Un film de Pedro Cabeleira

L’appel interlope de la nuit

Synopsis du film

Fuyant un lourd passé, Laura se réfugie dans une nouvelle ville pour reconstruire sa vie. Mais rapidement, ses démons ressurgissent, et rester sur le droit chemin sera moins simple que prévu…

Critique du film ENTRONCAMENTO

Si vous êtes déjà partis en vacances au Portugal, il est plus que probable que vous ne soyez pas passés par ''Entroncamento''. D’ailleurs, il n’est pas facile de trouver la ville sur une carte, celle-ci étant la deuxième plus petite municipalité en superficie du pays. Mais pour Laura, la cité résonne comme un chant d’espoir, comme un possible nouveau départ, une renaissance loin de son tumultueux passé. Malheureusement, malgré sa bonne volonté, l’attrait de l’argent facile se fait plus fort que celui des pantoufles et de la monotonie d’un quotidien dans les cases. Plus l’obscurité de la nuit s’abat sur la commune, plus la caméra de Pedro Cabeleira nous éclaire sur un microcosme des laissés pour compte, où chaque croisement de rue peut devenir un danger, où chaque décision incarne la dualité entre ce qu’ils ont toujours été et ce qu’ils aimeraient, voire même pourraient, devenir.

Portrait troublant et étonnement délicat d’une jeunesse prise en otage d’une réalité qu’ils n’arrivent pas à fuir, le film séduit par son refus de plonger dans les clichés du thriller de gangsters. Pourtant, tous les éléments classiques du genre sont bien là : les règlements de compte, les trahisons, la drogue, les armes à feux, les gros et les petits bonnets. Mais ici, ces codes de la rue ne sont pas glorifiés, les protagonistes ne sont pas des héros, ce sont avant tout des êtres qui déambulent dans les ruelles vides, où la violence n’est pas tant une porte de sortie que leur seule manière de s’exprimer. L’objectif ne s’attarde alors pas sur les coups de couteaux ou les bouches fracassées, mais bien plus sur les regards, sur les regrets qu’on ne dissimule pas, sur les failles qu’on ne peut cacher.
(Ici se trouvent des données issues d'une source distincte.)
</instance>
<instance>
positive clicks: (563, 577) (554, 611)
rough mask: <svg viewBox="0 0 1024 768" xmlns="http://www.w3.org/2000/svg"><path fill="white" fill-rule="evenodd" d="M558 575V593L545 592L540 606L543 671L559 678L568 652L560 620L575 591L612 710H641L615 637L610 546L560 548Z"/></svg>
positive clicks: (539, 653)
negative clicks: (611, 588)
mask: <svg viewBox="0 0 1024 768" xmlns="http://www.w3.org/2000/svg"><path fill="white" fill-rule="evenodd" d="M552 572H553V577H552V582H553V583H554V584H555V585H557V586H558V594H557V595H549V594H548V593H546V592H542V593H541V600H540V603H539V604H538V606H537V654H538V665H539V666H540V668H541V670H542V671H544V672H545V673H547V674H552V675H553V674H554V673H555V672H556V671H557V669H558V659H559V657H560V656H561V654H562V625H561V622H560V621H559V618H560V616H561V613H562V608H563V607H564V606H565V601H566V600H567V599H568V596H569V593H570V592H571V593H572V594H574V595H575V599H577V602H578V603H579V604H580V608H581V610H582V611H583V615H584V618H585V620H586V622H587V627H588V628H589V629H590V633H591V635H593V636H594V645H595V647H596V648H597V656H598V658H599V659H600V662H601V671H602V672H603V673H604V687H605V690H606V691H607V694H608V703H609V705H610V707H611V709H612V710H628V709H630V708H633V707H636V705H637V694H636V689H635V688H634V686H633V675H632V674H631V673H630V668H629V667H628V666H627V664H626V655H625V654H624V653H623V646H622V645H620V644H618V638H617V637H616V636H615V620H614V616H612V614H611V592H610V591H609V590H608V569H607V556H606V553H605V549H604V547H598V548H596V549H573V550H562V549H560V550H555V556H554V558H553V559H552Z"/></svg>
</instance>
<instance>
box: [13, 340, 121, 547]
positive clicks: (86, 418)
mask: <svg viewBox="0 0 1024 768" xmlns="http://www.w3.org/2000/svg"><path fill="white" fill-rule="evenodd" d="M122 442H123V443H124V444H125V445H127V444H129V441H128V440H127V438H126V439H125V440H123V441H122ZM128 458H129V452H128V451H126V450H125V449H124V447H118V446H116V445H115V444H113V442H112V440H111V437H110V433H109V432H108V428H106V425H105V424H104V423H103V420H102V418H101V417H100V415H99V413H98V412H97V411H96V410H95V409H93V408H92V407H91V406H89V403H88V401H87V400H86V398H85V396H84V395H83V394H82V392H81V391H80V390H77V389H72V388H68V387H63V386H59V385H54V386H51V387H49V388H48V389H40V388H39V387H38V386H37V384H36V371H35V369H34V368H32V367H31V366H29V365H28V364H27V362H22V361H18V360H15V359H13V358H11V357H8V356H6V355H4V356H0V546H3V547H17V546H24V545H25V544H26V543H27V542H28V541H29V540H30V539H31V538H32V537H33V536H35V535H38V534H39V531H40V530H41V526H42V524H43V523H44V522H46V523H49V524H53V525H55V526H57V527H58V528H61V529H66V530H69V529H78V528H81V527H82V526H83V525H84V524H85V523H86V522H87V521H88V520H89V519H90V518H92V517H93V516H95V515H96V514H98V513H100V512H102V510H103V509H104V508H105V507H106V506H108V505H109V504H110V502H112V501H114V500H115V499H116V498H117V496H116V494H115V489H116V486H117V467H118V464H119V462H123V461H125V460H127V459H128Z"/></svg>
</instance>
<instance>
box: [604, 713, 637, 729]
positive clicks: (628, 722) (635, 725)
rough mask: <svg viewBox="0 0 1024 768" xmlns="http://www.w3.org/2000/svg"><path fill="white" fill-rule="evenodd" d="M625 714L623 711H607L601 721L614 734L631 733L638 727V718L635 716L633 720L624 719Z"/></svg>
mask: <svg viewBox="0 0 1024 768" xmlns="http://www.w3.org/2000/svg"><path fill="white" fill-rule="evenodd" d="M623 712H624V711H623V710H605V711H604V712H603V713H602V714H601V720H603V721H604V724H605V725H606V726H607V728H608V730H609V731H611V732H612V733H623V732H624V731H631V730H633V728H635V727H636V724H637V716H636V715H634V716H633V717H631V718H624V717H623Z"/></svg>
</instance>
Plus drame social que chronique d’action, le métrage tient en haleine pendant plus de deux heures, précisément parce qu’il refuse tout sensationnalisme, détournant les images attendues d’une telle thématique pour les transposer sur une peinture naturaliste où le banal se sublime. Si l’ensemble aurait probablement gagné en puissance sans quelques longueurs superflues, l’ACID a une nouvelle fois démontré la qualité de sa sélection, à travers cette histoire de mafieux réinventée, où le personnage principal n’est pas seulement une femme qui évolue dans un monde d’hommes, mais l’élément qui transforme les règles et impose de nouveaux jeux de pouvoir. Une œuvre moderne et intelligente dont la présence sur la Croisette est pleinement méritée.